Les membres du Comité de pilotage, les ministres, les chefs d'organes ministériels, les présidents des comités populaires des provinces et des villes sont tenus d'écouter directement les rapports, de donner leur avis et d'être responsables de la qualité des résultats de l'examen de leurs ministères, secteurs et localités; ils ne doivent pas être « sous-traités » à des subordonnés ou à des organes juridiques.
Dans le même temps, il est proposé de préciser où la mise en œuvre est "bloquée", à quel ministère, à quel secteur, à quelle localité et à qui incombe la responsabilité.
Si la première session se fixe l'objectif de faire réellement, la deuxième session doit être prouvée par les résultats.

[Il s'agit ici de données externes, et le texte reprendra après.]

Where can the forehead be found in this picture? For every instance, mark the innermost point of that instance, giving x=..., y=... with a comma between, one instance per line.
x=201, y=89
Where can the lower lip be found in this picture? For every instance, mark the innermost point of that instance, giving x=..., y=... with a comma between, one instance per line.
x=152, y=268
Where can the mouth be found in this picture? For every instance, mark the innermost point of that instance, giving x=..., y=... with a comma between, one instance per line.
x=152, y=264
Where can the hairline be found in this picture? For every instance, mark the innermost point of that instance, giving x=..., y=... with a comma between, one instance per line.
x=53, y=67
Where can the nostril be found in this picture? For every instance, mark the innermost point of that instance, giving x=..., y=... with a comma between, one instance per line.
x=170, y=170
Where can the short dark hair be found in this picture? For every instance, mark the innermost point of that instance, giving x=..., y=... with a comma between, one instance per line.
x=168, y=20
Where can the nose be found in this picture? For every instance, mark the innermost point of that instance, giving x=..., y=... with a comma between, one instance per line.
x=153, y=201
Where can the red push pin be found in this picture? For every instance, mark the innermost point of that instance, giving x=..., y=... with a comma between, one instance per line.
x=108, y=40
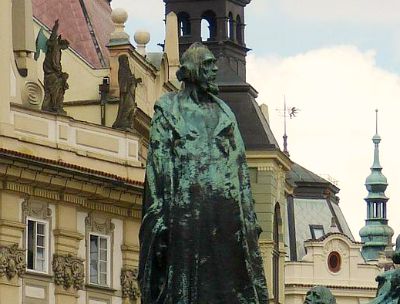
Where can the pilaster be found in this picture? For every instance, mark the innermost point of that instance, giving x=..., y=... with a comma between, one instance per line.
x=5, y=62
x=11, y=230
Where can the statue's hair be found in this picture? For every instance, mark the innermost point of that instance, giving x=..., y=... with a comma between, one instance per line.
x=191, y=61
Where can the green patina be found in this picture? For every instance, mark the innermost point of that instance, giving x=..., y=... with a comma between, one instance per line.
x=199, y=234
x=388, y=288
x=319, y=295
x=376, y=234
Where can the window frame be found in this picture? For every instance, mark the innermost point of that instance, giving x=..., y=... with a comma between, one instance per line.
x=316, y=227
x=46, y=246
x=109, y=244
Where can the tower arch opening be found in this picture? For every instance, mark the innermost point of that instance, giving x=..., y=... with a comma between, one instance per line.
x=184, y=24
x=231, y=24
x=239, y=30
x=208, y=26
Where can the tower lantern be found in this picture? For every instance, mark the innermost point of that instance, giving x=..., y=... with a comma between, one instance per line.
x=376, y=234
x=219, y=24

À la fin de l'examen général, il faut prouver que les goulets d'étranglement ont réellement été levés" - a précisé la présidente de l'Assemblée nationale.
Selon la présidente de l'Assemblée nationale, le but de cette révision générale n'est pas un recensement de documents, mais doit devenir un "inventaire de la qualité des institutions nationales", servant directement la restructuration, le perfectionnement du système juridique et la création d'un nouvel espace de développement.
Il est demandé à l'organe permanent du Comité de pilotage de classer clairement chaque groupe de problèmes, de déterminer un organisme responsable jusqu'au bout, un organisme de coordination et un délai de traitement.
La question relève de la compétence de quel niveau, ce niveau doit décider de manière proactive, agir de manière proactive; ne pas se rejetter, ne pas laisser les citoyens et les entreprises attendre parce que la responsabilité n'est pas claire. Non seulement détecter les conflits, mais aussi les supprimer; non seulement souligner les lacunes, mais aussi avoir des plans pour combler les lacunes" - a déclaré la présidente de l'Assemblée nationale.
Les résultats de l'examen général doivent être immédiatement transformés en actions à la fois par l'organe législatif et l'organe exécutif. Les documents qui ont clairement identifié les lacunes, clairement défini le plan de traitement doivent être modifiés immédiatement, sans attendre la fin de l'ensemble du processus d'examen.
Il est nécessaire de continuer à rationaliser le système juridique afin qu'il soit plus facile à trouver, à comprendre et à mettre en œuvre; de réduire les niveaux, de réduire les procédures et de réduire les coûts de conformité. "La loi doit non seulement être juste mais aussi bonne, réalisable et au service du développement..." - a souligné la présidente de l'Assemblée nationale.